LinuxPPC-Dev Archive on lore.kernel.org
 help / color / Atom feed
From: Christian Brauner <christian.brauner@ubuntu.com>
To: Aleksa Sarai <cyphar@cyphar.com>
Cc: linux-ia64@vger.kernel.org, linux-sh@vger.kernel.org,
	Peter Zijlstra <peterz@infradead.org>,
	Rasmus Villemoes <linux@rasmusvillemoes.dk>,
	Alexei Starovoitov <ast@kernel.org>,
	linux-kernel@vger.kernel.org, David Howells <dhowells@redhat.com>,
	linux-kselftest@vger.kernel.org, sparclinux@vger.kernel.org,
	Shuah Khan <shuah@kernel.org>,
	linux-arch@vger.kernel.org, linux-s390@vger.kernel.org,
	Tycho Andersen <tycho@tycho.ws>, Aleksa Sarai <asarai@suse.de>,
	Jiri Olsa <jolsa@redhat.com>,
	Alexander Shishkin <alexander.shishkin@linux.intel.com>,
	Ingo Molnar <mingo@redhat.com>,
	linux-arm-kernel@lists.infradead.org, linux-mips@vger.kernel.org,
	linux-xtensa@linux-xtensa.org, Kees Cook <keescook@chromium.org>,
	Arnd Bergmann <arnd@arndb.de>, Jann Horn <jannh@google.com>,
	linuxppc-dev@lists.ozlabs.org, linux-m68k@lists.linux-m68k.org,
	Al Viro <viro@zeniv.linux.org.uk>,
	Andy Lutomirski <luto@kernel.org>,
	Shuah Khan <skhan@linuxfoundation.org>,
	Namhyung Kim <namhyung@kernel.org>,
	David Drysdale <drysdale@google.com>,
	Christian Brauner <christian@brauner.io>,
	"J. Bruce Fields" <bfields@fieldses.org>,
	linux-parisc@vger.kernel.org, linux-api@vger.kernel.org,
	Chanho Min <chanho.min@lge.com>, Jeff Layton <jlayton@kernel.org>,
	Oleg Nesterov <oleg@redhat.com>,
	Eric Biederman <ebiederm@xmission.com>,
	linux-alpha@vger.kernel.org, linux-fsdevel@vger.kernel.org,
	Andrew Morton <akpm@linux-foundation.org>,
	Linus Torvalds <torvalds@linux-foundation.org>,
	containers@lists.linux-foundation.org
Subject: Re: [PATCH v12 01/12] lib: introduce copy_struct_{to,from}_user helpers
Date: Thu, 5 Sep 2019 12:45:08 +0200
Message-ID: <20190905104507.glbhzeke4p3cg3ti@wittgenstein> (raw)

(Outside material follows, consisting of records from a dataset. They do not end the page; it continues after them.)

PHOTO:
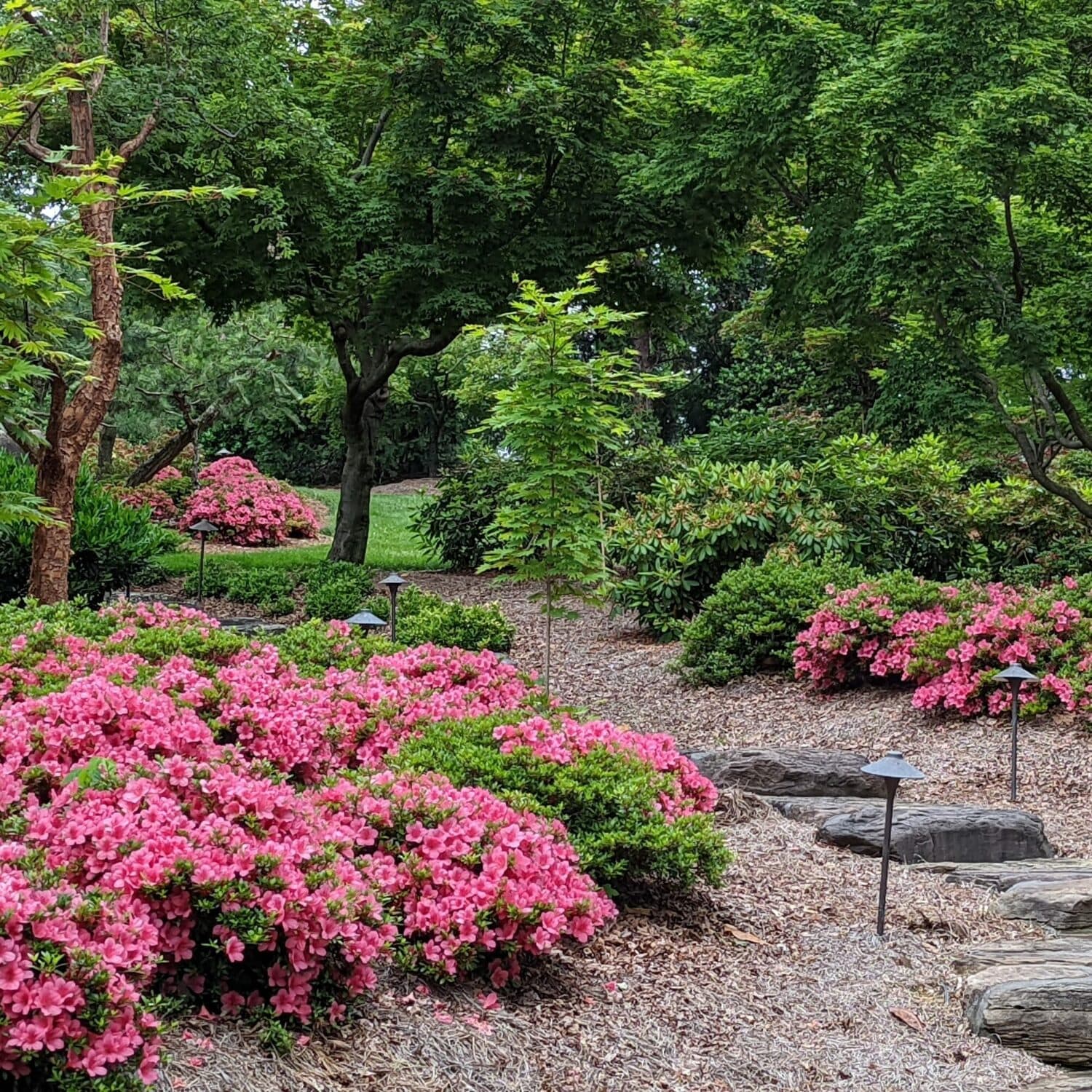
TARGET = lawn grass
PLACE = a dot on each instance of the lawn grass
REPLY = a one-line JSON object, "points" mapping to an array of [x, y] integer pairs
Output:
{"points": [[391, 544]]}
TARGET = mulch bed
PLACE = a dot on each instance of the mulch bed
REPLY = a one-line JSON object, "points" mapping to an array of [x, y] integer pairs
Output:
{"points": [[775, 981]]}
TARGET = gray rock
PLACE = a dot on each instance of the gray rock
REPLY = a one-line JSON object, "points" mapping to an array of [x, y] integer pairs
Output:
{"points": [[1063, 904], [941, 834], [786, 771], [1006, 874], [816, 810], [1074, 1080], [1075, 949], [1045, 1010]]}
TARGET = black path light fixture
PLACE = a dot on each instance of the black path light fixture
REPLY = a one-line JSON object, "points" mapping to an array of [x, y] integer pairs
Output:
{"points": [[202, 529], [1016, 675], [893, 768], [393, 585], [367, 622]]}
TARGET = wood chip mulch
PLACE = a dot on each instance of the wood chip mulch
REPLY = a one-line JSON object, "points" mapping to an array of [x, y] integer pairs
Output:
{"points": [[775, 981]]}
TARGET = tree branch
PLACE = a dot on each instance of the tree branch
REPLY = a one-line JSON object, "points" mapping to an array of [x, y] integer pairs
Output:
{"points": [[137, 142], [28, 17], [104, 39], [377, 131], [1066, 404], [1017, 253], [340, 333], [1032, 458], [36, 150]]}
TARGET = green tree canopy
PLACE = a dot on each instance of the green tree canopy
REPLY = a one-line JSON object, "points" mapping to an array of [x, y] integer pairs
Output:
{"points": [[921, 173], [411, 157]]}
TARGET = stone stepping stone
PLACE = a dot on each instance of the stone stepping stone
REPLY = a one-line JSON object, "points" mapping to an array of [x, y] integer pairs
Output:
{"points": [[817, 810], [1074, 949], [1063, 904], [1004, 875], [1075, 1080], [941, 832], [788, 771], [1045, 1010]]}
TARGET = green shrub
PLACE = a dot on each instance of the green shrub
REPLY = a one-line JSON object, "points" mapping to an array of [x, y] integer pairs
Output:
{"points": [[607, 801], [753, 615], [270, 590], [454, 521], [336, 589], [430, 620], [314, 649], [746, 436], [690, 529], [111, 545]]}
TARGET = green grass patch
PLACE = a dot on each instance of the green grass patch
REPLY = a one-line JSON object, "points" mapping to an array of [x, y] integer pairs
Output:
{"points": [[391, 544]]}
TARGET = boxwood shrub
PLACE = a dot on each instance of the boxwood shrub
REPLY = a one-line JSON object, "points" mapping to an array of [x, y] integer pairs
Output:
{"points": [[607, 799], [751, 620]]}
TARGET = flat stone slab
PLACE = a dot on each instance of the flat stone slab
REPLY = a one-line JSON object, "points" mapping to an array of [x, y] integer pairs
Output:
{"points": [[817, 810], [1074, 1080], [1063, 904], [941, 834], [1004, 875], [1074, 949], [1045, 1010], [790, 771]]}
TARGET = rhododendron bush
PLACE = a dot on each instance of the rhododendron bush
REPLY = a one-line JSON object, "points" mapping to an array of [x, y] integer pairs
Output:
{"points": [[951, 640], [183, 812], [249, 508]]}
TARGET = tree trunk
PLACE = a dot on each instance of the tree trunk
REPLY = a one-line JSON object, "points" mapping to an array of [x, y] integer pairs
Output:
{"points": [[74, 422], [52, 545], [432, 452], [358, 476], [107, 436]]}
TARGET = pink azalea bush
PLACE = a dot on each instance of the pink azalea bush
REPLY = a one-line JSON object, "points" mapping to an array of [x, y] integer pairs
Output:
{"points": [[249, 508], [951, 640], [183, 812]]}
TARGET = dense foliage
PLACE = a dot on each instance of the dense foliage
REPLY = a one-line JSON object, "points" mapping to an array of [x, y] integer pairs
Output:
{"points": [[917, 509], [113, 545], [609, 786], [456, 520], [430, 620], [751, 620], [188, 812], [678, 539], [950, 640]]}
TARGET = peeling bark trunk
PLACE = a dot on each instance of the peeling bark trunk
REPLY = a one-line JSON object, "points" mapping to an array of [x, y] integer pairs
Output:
{"points": [[107, 437], [82, 416], [52, 545], [74, 422], [362, 425]]}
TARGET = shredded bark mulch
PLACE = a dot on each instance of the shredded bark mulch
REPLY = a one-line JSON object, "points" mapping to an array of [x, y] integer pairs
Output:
{"points": [[775, 981]]}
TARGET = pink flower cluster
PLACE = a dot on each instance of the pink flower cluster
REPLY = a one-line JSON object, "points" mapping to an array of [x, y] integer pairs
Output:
{"points": [[229, 830], [249, 508], [952, 642]]}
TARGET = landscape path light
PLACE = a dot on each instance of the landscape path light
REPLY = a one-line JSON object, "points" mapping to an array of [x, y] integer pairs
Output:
{"points": [[202, 529], [393, 585], [366, 620], [1015, 675], [893, 768]]}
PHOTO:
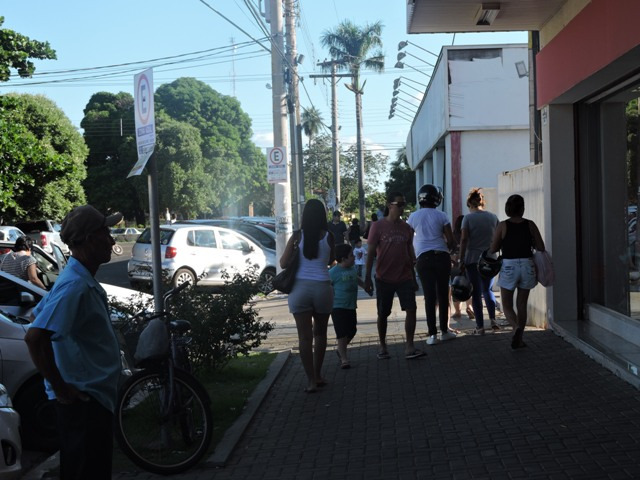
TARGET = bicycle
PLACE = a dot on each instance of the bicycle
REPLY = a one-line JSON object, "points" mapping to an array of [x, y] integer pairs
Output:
{"points": [[163, 419]]}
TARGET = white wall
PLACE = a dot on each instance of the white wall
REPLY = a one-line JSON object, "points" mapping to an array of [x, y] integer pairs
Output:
{"points": [[430, 123], [487, 93], [488, 153]]}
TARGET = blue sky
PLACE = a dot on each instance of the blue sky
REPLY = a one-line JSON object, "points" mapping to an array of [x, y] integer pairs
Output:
{"points": [[94, 34]]}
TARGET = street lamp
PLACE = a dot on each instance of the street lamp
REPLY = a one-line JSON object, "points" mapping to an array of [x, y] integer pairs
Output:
{"points": [[395, 99], [402, 65], [404, 43], [401, 55]]}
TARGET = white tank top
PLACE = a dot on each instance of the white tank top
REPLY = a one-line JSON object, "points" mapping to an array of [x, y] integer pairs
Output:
{"points": [[316, 269]]}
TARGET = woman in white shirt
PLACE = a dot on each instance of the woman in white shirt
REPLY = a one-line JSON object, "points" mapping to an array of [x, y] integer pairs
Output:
{"points": [[311, 299]]}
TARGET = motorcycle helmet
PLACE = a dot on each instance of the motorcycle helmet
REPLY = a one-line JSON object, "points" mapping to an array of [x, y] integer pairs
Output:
{"points": [[429, 196], [461, 289], [489, 264]]}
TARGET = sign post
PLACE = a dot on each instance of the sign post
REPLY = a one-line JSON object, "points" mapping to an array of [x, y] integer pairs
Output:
{"points": [[277, 171], [146, 141]]}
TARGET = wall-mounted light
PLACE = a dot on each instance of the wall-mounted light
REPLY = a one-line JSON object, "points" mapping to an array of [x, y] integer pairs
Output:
{"points": [[487, 13], [402, 65], [404, 43], [401, 55], [522, 70]]}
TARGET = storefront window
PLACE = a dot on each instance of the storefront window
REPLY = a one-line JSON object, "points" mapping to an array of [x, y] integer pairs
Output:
{"points": [[631, 213]]}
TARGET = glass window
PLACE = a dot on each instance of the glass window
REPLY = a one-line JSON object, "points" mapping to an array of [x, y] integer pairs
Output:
{"points": [[165, 236], [232, 242], [205, 238]]}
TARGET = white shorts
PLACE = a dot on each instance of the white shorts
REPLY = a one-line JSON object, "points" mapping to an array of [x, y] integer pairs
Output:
{"points": [[311, 296], [517, 273]]}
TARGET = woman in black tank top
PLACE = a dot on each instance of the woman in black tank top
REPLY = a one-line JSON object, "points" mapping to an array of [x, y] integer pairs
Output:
{"points": [[516, 237]]}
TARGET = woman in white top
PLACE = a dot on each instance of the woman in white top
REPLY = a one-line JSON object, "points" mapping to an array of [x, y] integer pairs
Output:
{"points": [[311, 299], [20, 263]]}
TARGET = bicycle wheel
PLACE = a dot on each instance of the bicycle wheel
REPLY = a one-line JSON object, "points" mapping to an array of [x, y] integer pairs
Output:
{"points": [[161, 432]]}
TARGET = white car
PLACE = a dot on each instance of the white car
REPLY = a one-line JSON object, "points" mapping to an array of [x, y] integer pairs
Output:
{"points": [[198, 254], [10, 465], [17, 371], [9, 234]]}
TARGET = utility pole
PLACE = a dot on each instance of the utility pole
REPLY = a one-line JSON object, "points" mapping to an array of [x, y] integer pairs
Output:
{"points": [[335, 144], [282, 190], [293, 104]]}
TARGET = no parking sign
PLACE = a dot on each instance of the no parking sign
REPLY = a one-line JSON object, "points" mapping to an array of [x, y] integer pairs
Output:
{"points": [[277, 171]]}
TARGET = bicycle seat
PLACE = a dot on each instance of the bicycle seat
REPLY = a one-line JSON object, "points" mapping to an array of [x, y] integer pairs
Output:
{"points": [[179, 326]]}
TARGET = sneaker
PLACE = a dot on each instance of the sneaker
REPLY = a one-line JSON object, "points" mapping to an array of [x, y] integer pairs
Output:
{"points": [[447, 336], [433, 340]]}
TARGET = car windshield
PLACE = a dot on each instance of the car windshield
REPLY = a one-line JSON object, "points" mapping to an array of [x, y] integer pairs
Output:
{"points": [[165, 236]]}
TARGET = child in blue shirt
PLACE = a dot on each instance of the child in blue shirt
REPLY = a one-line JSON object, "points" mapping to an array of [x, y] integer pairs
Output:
{"points": [[345, 281]]}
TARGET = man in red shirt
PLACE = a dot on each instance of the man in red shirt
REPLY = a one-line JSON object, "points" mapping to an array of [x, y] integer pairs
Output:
{"points": [[390, 241]]}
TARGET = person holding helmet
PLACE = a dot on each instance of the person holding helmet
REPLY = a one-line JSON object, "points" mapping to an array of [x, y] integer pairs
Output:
{"points": [[516, 236], [433, 242], [477, 232]]}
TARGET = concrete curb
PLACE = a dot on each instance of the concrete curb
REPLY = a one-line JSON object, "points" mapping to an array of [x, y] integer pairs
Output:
{"points": [[233, 434]]}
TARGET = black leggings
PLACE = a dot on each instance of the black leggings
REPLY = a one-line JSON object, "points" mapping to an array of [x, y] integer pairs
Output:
{"points": [[434, 270]]}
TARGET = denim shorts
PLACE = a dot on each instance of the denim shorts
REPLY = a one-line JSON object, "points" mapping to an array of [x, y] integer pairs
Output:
{"points": [[406, 292], [517, 273]]}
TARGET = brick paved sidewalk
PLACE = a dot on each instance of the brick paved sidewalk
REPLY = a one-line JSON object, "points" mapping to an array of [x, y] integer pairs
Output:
{"points": [[472, 408]]}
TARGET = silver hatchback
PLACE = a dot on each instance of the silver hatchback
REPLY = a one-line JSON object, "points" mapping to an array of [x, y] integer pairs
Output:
{"points": [[197, 254]]}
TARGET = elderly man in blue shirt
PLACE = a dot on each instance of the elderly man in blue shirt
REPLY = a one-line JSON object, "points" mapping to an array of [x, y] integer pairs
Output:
{"points": [[73, 345]]}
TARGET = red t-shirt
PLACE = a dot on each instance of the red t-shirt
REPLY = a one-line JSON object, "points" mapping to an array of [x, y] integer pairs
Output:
{"points": [[394, 263]]}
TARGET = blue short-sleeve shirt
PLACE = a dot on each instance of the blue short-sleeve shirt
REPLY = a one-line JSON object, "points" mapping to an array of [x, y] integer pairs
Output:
{"points": [[85, 346]]}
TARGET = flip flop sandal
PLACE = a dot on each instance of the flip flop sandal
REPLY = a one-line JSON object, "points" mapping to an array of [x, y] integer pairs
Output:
{"points": [[415, 354]]}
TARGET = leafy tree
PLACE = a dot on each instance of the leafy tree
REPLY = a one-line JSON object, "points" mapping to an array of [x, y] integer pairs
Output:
{"points": [[318, 177], [42, 159], [236, 166], [16, 50], [352, 47], [401, 177], [205, 157], [109, 133]]}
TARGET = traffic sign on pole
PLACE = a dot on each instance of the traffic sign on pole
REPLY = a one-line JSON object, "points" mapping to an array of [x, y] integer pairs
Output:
{"points": [[145, 122], [277, 171]]}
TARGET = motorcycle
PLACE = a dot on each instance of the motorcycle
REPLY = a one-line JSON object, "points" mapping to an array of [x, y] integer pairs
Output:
{"points": [[116, 249]]}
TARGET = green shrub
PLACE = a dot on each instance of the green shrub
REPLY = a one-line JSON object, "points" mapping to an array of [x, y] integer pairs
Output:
{"points": [[223, 325]]}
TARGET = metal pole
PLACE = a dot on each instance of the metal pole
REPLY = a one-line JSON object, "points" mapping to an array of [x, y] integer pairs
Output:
{"points": [[154, 219], [335, 144], [282, 190], [290, 32]]}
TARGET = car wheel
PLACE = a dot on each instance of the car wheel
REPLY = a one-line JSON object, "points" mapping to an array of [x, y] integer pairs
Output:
{"points": [[265, 283], [183, 275], [38, 417]]}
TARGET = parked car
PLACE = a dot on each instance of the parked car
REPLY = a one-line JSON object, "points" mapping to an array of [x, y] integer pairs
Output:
{"points": [[44, 233], [259, 234], [9, 234], [17, 371], [10, 465], [128, 234], [199, 254]]}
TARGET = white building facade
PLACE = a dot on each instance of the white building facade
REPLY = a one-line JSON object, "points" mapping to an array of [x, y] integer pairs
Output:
{"points": [[473, 122]]}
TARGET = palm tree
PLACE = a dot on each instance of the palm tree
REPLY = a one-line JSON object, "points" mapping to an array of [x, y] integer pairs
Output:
{"points": [[311, 122], [351, 48]]}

In-Reply-To: <20190905095026.gjemg2gqua2vufxb@yavin.dot.cyphar.com>

On Thu, Sep 05, 2019 at 07:50:26PM +1000, Aleksa Sarai wrote:
> On 2019-09-05, Rasmus Villemoes <linux@rasmusvillemoes.dk> wrote:
> > On 04/09/2019 22.19, Aleksa Sarai wrote:
> > > A common pattern for syscall extensions is increasing the size of a
> > > struct passed from userspace, such that the zero-value of the new fields
> > > result in the old kernel behaviour (allowing for a mix of userspace and
> > > kernel vintages to operate on one another in most cases). This is done
> > > in both directions -- hence two helpers -- though it's more common to
> > > have to copy user space structs into kernel space.
> > > 
> > > Previously there was no common lib/ function that implemented
> > > the necessary extension-checking semantics (and different syscalls
> > > implemented them slightly differently or incompletely[1]). A future
> > > patch replaces all of the common uses of this pattern to use the new
> > > copy_struct_{to,from}_user() helpers.
> > > 
> > > [1]: For instance {sched_setattr,perf_event_open,clone3}(2) all do do
> > >      similar checks to copy_struct_from_user() while rt_sigprocmask(2)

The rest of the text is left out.